HAM is generally implemented by drawing alternate scanlines with different palettes, and then switching around the palettes on the next frame (I think). So, this effectively doubles the number of colours that are drawn to the screen (albeit in an interlaced form, and presumably with a performance hit). But the benefits don't stop there - because the percieved colour for each pixel will now be the combination of two colours from the machine's total colorspace, thanks to the the wonders of optics, the visible palette is not doubled, but squared. (Think of how a full colour image can be created by overlaying three pieces of red, green and blue coloured film.) (yerricde informs me that the effective palette will be more limited than I have stated above because attempting to combine pairs of very diverse colours will result in noticeable flicker.)

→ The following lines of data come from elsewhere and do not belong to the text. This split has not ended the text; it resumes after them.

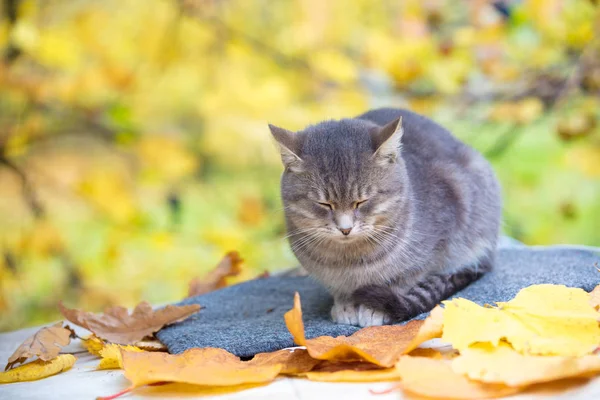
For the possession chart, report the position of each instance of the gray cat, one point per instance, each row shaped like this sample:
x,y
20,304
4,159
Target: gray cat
x,y
389,211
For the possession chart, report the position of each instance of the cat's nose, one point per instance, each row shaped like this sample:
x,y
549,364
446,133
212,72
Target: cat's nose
x,y
345,231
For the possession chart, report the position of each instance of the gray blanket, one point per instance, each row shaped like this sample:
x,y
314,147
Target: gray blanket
x,y
247,319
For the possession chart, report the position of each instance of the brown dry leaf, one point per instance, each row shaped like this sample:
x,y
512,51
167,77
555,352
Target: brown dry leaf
x,y
435,378
357,371
296,361
38,369
151,344
380,345
45,344
430,353
230,265
208,367
431,329
595,298
502,364
117,326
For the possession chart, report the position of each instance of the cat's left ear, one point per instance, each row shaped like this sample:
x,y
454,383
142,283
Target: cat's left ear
x,y
289,147
387,142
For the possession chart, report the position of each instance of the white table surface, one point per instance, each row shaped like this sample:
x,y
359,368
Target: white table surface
x,y
84,382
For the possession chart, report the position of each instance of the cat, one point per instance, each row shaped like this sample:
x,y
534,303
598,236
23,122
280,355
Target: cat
x,y
389,211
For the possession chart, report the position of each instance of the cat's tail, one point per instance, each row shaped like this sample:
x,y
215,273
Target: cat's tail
x,y
421,298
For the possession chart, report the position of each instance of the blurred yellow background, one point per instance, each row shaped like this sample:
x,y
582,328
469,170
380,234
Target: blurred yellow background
x,y
134,149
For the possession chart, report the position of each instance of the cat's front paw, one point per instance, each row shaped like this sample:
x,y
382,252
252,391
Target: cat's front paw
x,y
360,315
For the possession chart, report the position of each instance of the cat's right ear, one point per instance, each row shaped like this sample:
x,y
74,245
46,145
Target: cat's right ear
x,y
289,147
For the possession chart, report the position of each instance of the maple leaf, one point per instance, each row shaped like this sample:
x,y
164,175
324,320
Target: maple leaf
x,y
230,265
595,298
117,326
541,319
208,367
111,356
357,371
93,344
294,362
502,364
45,344
380,345
435,378
38,369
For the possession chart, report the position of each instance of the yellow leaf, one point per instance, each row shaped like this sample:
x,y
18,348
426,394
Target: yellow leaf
x,y
595,298
541,319
93,344
111,356
38,369
502,364
45,344
380,345
435,378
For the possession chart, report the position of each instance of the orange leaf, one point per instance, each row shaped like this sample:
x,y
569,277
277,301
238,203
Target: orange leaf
x,y
45,344
380,345
118,326
208,367
357,371
230,265
435,378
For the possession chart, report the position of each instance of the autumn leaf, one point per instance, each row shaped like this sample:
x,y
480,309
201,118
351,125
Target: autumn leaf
x,y
38,369
45,344
595,298
357,371
230,265
111,356
380,345
208,367
294,362
541,319
435,378
502,364
117,326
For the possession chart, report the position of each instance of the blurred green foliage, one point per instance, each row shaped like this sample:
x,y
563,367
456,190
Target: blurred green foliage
x,y
134,150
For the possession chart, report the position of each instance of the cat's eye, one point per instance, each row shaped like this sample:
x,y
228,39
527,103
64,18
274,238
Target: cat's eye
x,y
326,205
359,203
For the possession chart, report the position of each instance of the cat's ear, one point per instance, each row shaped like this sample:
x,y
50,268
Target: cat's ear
x,y
289,147
387,142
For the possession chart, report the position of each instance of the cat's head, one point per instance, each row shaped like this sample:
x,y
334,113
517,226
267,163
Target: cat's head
x,y
343,180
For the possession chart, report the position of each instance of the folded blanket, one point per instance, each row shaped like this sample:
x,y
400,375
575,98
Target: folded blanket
x,y
247,319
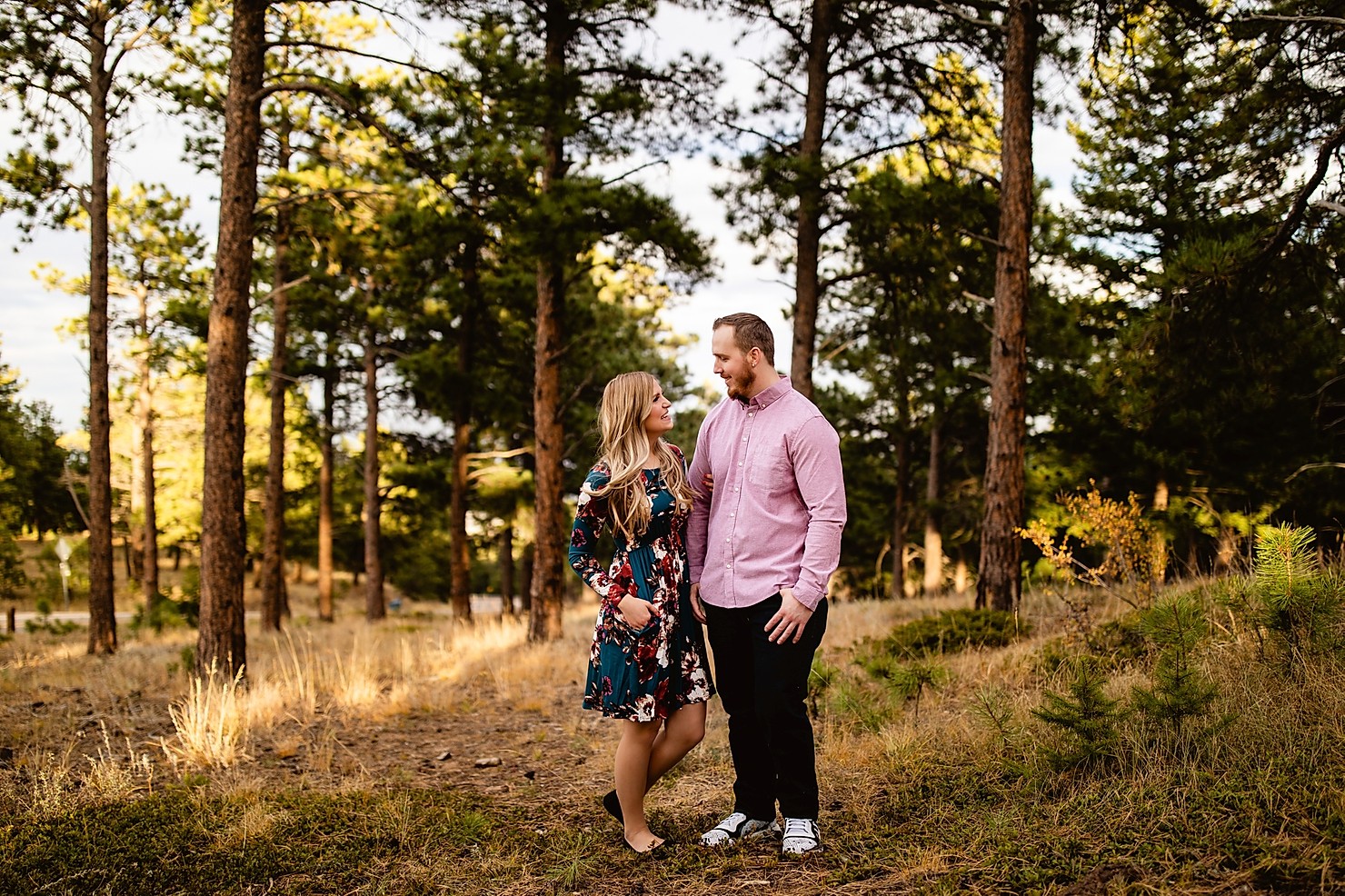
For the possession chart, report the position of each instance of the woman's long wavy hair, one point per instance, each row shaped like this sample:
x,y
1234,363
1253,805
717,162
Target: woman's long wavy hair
x,y
625,445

Recent Game Boy Color games use HAM, although often in static cutscenes, as the screen and processing power of the machine is not brilliant. Shadow of The Beast on the Amiga used HAM, as did Eternal Champions on the Sega Mega Drive. Sonic 2 uses a variation of HAM to generate the "pseudo hi-res" split-screen two player mode. All the Sonic games use a similar trick to allow levels to show an above- and under-water section with different palettes (drawing the area above water with one palette, and then switching to an alternate palette at the point in the frame where the conveniently-horizontal waterline is hit).

HAM is a major headache for emulator writers, as the code used to implement it gives no indication of the (hardware-reliant) desired effect, plus I guess you'd have to emulate right down to the signal coming out of the machine. KGEN98 seems to have the option to emulate this successfully.